On Wed, Aug 16, 2023, 22:23 Karen Róbertsdóttir <karen.robertsdottir@gmail.com> wrote:

Perfectly fine!  But, question:

> The strategy_func would be
> responsible for mutating (blending) members of the population together,
> doing the crossover/recombination itself, and returning a trial vector with
> shape (N,).

So it wouldn't be told what other candidate to perform recombination with - it should pick recombination targets itself?  I mean, that's workable, just being clear on this.


The strategy function would be solely responsible for creating a trial vector. It could do anything it wanted, so long as it returned a trial vector the same shape as the problem description. Whether the strategy function was sensible would be solely at the discretion of the user.
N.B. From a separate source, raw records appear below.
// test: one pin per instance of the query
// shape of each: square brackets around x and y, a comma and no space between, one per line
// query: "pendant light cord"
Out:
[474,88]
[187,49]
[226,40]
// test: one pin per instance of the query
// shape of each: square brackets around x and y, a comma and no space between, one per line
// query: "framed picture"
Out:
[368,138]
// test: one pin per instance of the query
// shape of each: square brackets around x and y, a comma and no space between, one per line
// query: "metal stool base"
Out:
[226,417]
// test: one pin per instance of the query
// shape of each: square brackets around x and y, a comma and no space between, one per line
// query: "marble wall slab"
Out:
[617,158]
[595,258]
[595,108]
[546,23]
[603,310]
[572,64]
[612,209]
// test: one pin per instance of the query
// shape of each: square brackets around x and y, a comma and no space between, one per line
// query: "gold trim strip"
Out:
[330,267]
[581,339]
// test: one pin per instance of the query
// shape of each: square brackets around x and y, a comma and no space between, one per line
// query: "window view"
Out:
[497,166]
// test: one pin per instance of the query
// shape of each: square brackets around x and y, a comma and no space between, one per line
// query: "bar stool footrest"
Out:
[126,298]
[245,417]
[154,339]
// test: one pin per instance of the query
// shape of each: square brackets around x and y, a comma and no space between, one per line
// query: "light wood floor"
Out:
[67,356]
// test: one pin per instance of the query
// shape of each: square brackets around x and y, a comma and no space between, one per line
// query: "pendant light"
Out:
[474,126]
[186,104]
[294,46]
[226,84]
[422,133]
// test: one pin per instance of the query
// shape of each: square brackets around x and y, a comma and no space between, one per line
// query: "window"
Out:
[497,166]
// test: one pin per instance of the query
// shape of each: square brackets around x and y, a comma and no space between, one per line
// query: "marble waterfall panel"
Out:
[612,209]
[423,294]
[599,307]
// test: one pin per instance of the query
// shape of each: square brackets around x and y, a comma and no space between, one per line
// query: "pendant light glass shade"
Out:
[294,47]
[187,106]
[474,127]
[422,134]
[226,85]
The fitness of the trial function is determined outside the strategy function.
 
I can't speak for others, but I'm fine with receiving it in the [0, 1] range and then scaling it myself, to avoid the need for the stock functions to take that slight overhead hit.  But whatever your preference is works for me.

On further reflection it makes sense to supply the population in the [bounds.lb, bounds.ub range]. It would be a copy of the population, so the original array wasn't overwritten by the user.


(As a side note, Scipy's inability to save and resume the population during differential_evolution optimization used to be really annoying, given how long CFD optimization tasks take.  However, I did find a kind of cheap hack that I've been using ever since - since the random number generator is deterministic, I simply have the minimization function create a hash value for the candidate, and store the results of the simulation in a hash table, which I save to disk.  Then when I need to resume, I just load up the hash table, and if a candidate has been encountered before, it just immediately returns the previous run's simulation results rather than re-running the simulation. It's an awkward hack, and wouldn't work on tasks where the minimization function is really fast, but for slow tasks like CFD, it works  :)  )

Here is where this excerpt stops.